I was on a roll and by September I was 4sighting at Great Yarmouth. For the previous few 4sight slots, I had been contemplating losing my cue cards but had not been brave enough to actually leave them at home. On the morning in question, I left the meeting room at one point, leaving my cards out on the table and, Group Leader, Chris Batten decided to play a prank on me and quietly hid the cards. Strangely enough, I had a sixth sense he would do this for some uncanny reason and thought to myself “What would I do if he did take my cards?” The answer was: “No problem – you can do it.”
I returned to the room, awaited my introduction and ignored the fact that my cards were missing.

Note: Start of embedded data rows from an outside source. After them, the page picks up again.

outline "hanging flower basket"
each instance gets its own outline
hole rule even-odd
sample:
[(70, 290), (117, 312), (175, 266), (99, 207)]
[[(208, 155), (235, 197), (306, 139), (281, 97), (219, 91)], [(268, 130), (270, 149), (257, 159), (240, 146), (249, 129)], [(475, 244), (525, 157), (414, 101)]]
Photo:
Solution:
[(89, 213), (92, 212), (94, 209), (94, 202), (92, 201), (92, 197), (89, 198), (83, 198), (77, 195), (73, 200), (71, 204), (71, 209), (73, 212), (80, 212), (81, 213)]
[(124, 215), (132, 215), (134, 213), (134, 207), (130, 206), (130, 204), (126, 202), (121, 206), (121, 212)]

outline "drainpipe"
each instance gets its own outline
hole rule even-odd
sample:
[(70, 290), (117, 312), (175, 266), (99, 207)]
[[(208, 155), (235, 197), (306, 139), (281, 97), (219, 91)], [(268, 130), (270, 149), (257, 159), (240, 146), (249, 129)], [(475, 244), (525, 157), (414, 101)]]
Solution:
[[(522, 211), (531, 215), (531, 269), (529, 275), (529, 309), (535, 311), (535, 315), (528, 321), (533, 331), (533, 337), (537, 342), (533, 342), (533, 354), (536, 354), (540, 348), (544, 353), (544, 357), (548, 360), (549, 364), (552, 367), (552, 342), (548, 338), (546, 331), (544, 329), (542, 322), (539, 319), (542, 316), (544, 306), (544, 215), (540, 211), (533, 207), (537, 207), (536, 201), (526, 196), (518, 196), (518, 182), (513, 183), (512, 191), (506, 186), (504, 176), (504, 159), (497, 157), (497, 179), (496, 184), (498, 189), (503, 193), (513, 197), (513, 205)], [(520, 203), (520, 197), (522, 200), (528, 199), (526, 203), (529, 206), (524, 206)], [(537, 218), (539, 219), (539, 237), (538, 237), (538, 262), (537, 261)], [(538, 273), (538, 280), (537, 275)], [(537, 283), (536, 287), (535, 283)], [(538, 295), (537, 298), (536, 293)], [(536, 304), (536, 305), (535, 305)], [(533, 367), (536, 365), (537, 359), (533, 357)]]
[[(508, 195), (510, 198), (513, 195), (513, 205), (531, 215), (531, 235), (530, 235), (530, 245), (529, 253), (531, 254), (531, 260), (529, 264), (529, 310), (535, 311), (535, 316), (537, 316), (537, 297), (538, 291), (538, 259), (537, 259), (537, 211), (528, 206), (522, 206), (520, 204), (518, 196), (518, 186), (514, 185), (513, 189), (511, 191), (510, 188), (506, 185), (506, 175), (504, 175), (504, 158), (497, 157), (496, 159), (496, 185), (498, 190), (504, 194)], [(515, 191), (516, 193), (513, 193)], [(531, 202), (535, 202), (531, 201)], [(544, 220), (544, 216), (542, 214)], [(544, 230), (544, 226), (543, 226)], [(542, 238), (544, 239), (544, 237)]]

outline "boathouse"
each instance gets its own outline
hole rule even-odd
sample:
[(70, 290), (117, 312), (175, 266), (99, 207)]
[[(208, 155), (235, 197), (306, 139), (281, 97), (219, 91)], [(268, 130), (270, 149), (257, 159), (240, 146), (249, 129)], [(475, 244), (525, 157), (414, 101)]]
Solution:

I confidently took the floor at which point Chris offered my cards to me. But I declined them and carried on regardless to the bitter end. I was on a high. I had cracked this public speaking lark!
Then in early October I set off to the Midlands for my first ever speaking tour. All was great UNTIL I came to speak at Cannock Evening, my first date of a 3-date tour. It should have been a doddle – Great Yarmouth was great and NO cue cards only two weeks previously. My audience was not as large as Wymondham or Ely.
However, for some reason I felt like I was right back there at Kings Lynn on day one. I was jittery, ill at ease and it felt like an ordeal and I certainly was not letting go of my cue cards. No Sir! I badly needed my crutch! Somehow I got through it and I arrived at Solihull the next morning ready for my second speaking slot of the tour. Once more I felt ill at ease but it felt better than Cannock had done. I puzzled over these two experiences and reflected on the glories of Wymondham and Ely and my journey to date but came to no conclusions.
Then I moved on to attend Leamington Bloody Spa (yes that is what they call it in 4N) as a passporting member only at the stunningly beautiful Binswood Hall. I thoroughly enjoyed my visit. I met a number of 4N friends and other familiar faces at the meeting including Craig Petty, the Group Leader at Cannock Evening and asked him for his observations about my presentation. His comments were encouraging, constructive and insightful – “… tremendous… you had them… make it more of a rollercoaster.” I filed these words away alongside the closing words of the LBS 4sighter that evening, Paula Cohen: “…GET IN THE ZONE…” That was the important lesson! I was out of my natural habitat, my usual comfort zone on this tour and I had omitted to remind myself of the techniques I learned from Lusana to “get in the zone”. From these two encounters I realised why my Cannock Evening 4sight felt uncomfortable – because of nerves I was rushing and perhaps reading off the cue card list too much. Thus the rollercoaster aspect was more of a flatline of disaster or doom and gloom. More importantly, I also realised that I should prepare myself by:
- not taking my new found confidence for granted.
- getting in the zone and focussing on my message ahead of speaking.
I returned to my home territory following my Midlands tour and my tenth 4sight was already on the horizon at Newmarket. My 4sight tour nerves had rattled me somewhat and I found Newmarket a little scary to say the least (not helped by being very tired at the early start) but I am glad I did it fairly soon after my tour as it kept the momentum going.
Having said all that, am I glad I came out of my comfort zone to tell my truth? Oh boy am I! My confidence is far higher than it has been for years and I intend to keep building on this. In fact I have three 4sights booked already for 2018 and a fourth date in the offing. There will be no shutting me up now!